Lily ladeó la cabeza, intentando procesar la confesión. En cambio, su madre reflexionó que algo parecido le había sucedido a su hija, por lo que no tardaría en comprenderlo, no obstante, Eduardo había sido turbio y cruel. En cambio, Agustín nunca le exigió nada, fue ella quien decidió reducir sus ambiciones y ajustarse por prejuicios propios y ajenos que se convirtieron en clavos de su relación... de una relación bonita que pudo hacerla muy dichosa si no se hubiera empeñado en ir por el rumbo equivocado. O tal vez no, tal vez nunca fueron el uno para el otro por más bien que se hubieran hecho mutuamente.
De cierta forma, envidiaba a esa mujer que no conocía: podía edificar algo verdadero al lado de un buen hombre, en tanto a ella le tocaba recolectar escombros para rearmarse a sí misma.
—¿Nos vamos? —instó, para alejar el pasado; deseaba más que cualquiera ver solo hacia adelante.
Un ligero asentimiento de cabeza le confirmó que podían avanzar, pero, apenas se puso de pie, Lily volvió a sentarse, dejando caer su peso de nuevo en la cama, sin fuerza.

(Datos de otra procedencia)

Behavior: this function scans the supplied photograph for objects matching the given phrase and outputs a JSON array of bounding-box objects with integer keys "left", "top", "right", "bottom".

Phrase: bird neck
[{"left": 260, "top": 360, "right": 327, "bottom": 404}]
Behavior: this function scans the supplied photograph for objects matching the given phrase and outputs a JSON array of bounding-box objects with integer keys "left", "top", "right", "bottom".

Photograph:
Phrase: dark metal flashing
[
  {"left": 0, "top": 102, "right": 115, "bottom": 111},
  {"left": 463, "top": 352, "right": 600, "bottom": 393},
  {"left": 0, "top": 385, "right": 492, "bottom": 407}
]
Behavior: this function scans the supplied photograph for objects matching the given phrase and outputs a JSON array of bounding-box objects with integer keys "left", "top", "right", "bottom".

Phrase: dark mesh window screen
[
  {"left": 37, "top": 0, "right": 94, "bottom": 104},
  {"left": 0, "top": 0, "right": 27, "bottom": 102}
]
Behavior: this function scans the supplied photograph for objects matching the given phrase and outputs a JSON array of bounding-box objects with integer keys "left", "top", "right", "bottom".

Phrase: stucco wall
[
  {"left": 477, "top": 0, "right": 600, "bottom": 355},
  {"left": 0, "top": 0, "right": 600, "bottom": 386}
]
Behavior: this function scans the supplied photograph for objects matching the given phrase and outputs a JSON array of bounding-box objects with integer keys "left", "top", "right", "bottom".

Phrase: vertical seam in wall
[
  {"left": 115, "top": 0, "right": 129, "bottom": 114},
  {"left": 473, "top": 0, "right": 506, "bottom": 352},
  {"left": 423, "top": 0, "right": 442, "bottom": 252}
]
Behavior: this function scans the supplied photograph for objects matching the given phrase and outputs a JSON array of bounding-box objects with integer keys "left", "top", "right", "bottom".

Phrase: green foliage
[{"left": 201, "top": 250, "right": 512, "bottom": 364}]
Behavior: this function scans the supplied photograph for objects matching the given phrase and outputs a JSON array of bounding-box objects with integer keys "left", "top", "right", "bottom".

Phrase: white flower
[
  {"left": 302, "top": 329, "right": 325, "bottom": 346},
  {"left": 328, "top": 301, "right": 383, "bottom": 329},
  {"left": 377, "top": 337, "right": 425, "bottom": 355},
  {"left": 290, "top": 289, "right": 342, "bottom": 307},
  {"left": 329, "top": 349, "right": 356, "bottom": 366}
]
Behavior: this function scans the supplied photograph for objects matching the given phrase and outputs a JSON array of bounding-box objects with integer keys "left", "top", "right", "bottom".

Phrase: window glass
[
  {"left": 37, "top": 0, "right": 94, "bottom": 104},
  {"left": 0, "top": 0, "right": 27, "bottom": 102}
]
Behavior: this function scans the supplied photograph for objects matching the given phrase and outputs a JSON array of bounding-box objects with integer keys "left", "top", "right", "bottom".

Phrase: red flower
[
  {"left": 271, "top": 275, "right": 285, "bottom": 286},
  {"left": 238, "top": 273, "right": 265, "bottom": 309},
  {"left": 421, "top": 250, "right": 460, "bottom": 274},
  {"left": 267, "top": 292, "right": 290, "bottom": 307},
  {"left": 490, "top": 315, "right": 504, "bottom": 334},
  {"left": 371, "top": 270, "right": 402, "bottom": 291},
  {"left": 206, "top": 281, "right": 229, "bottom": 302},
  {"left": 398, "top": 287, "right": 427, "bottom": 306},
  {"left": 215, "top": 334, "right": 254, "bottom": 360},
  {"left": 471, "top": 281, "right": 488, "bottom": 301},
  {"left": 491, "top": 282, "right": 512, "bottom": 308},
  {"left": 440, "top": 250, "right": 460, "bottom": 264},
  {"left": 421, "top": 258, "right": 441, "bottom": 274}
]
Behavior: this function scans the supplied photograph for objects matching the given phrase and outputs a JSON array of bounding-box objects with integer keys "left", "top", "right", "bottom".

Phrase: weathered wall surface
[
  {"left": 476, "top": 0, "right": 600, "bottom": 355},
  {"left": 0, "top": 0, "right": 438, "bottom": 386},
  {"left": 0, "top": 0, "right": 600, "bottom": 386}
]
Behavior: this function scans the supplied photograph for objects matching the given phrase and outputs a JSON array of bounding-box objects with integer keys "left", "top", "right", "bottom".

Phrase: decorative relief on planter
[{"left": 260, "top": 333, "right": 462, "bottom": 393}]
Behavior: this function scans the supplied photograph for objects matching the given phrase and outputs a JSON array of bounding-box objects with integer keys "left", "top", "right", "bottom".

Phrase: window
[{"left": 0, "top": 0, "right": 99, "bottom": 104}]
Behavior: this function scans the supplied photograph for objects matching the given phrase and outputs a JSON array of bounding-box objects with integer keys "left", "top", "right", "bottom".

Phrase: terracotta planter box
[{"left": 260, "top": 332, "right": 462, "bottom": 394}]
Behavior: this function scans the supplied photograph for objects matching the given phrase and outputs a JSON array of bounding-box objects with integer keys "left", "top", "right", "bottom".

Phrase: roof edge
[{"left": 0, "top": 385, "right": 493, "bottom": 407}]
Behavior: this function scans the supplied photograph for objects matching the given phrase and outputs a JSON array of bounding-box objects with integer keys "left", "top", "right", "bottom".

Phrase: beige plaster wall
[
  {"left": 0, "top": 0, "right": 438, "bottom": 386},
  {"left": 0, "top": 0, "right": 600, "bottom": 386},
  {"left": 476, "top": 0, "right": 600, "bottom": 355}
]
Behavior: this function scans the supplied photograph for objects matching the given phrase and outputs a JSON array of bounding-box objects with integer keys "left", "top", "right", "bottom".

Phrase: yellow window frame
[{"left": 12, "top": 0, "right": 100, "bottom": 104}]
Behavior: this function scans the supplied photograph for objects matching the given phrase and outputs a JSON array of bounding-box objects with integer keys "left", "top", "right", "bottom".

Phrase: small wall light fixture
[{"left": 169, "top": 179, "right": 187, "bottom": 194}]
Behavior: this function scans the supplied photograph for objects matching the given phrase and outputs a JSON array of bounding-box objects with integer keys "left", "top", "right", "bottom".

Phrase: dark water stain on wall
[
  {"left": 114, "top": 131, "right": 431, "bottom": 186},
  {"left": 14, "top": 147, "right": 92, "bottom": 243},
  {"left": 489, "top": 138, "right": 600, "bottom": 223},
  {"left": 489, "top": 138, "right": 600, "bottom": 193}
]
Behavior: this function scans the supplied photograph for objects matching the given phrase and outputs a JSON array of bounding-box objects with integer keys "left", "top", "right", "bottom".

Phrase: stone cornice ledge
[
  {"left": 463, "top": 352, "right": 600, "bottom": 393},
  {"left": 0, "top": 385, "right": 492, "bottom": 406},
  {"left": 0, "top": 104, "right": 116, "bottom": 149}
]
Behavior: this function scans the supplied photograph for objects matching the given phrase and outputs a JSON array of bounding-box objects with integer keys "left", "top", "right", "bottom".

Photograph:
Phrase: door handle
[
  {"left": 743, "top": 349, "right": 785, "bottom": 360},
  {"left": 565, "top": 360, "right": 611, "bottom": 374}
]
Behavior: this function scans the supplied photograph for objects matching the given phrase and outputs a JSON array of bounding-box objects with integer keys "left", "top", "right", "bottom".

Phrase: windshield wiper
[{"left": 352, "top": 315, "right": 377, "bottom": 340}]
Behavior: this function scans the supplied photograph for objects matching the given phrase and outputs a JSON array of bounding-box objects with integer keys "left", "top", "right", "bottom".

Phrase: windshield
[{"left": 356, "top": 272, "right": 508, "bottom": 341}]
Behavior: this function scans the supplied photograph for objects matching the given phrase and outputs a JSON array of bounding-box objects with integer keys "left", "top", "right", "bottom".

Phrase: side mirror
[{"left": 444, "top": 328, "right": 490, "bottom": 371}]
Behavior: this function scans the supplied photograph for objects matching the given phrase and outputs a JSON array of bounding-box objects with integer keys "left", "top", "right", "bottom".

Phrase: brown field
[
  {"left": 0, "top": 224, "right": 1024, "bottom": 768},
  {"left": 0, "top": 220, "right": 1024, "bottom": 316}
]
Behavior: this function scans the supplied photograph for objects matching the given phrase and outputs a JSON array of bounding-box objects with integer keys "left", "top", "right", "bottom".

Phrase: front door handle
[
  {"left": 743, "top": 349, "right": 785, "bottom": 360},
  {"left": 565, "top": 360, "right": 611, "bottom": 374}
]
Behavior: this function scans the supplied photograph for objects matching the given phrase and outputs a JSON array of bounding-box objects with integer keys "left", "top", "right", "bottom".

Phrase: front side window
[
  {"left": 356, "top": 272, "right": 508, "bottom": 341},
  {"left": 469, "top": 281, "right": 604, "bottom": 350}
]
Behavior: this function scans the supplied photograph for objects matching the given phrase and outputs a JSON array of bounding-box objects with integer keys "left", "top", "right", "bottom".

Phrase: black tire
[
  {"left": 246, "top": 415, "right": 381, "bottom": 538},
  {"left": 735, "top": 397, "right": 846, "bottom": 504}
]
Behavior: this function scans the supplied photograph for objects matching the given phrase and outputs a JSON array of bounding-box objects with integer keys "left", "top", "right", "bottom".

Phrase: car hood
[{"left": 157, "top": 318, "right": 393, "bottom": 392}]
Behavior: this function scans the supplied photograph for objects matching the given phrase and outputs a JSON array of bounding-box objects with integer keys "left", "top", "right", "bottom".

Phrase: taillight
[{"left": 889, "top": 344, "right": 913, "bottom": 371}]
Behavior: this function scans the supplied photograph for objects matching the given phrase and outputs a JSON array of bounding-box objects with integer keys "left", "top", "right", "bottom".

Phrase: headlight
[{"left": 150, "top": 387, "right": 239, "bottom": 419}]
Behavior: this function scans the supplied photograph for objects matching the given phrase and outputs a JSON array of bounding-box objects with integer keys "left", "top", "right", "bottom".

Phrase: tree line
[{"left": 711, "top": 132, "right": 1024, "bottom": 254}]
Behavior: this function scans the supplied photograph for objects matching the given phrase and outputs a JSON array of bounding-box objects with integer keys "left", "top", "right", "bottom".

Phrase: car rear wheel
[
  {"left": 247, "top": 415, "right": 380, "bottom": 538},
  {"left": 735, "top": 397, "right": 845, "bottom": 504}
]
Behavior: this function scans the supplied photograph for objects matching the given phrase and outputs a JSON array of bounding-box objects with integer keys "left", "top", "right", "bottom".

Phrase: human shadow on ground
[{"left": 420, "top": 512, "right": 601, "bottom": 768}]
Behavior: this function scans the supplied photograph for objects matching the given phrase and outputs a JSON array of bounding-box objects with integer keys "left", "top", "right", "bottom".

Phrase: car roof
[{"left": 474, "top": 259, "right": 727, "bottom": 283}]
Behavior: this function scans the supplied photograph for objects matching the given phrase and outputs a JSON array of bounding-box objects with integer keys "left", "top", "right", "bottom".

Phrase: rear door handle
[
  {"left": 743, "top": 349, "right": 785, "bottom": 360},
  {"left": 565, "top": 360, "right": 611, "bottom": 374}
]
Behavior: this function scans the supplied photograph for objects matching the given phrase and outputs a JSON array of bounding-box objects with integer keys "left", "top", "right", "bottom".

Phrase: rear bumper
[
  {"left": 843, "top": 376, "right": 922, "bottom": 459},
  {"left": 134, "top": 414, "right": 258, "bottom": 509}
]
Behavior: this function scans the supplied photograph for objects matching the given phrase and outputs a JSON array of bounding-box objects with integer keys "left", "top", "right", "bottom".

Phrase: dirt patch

—Estoy un poco mareada —explicó, llevándose la mano a la frente.
—No te preocupes, recuerda que el médico dijo que es normal; todavía estás muy débil. Veré si me pueden prestar una silla de ruedas. Espérame aquí. No te vayas a intentar parar sola.
La aludida asintió, cabizbaja.
Tardó varios minutos para que le facilitaran la silla. Al regresar, descubrió a Lily entregada a lo que llevaba en el pecho; una cascada de lágrimas resbalaba por su rostro convertido en agua. No sollozaba ni emitía ningún sonido, lo cual hizo sentir miserable a su madre. No necesita externarlo para que intuyera que, al igual que con Eduardo y con la muerte de su bebé, seguiría culpándose de la separación de sus padres. Por más que ella le repitiera la realidad, no estaba preparada para asimilarla. Incluso de su bebé hablaba poco. De lo que sufrió en los últimos meses había compartido algo con Agustín solamente; quizá, pensó Olga, con callar creía poder borrarlo. Ella lo ignoraba, no era experta, su única guía era el enorme amor que le guardaba a su hija, uno que le parecía insuficiente.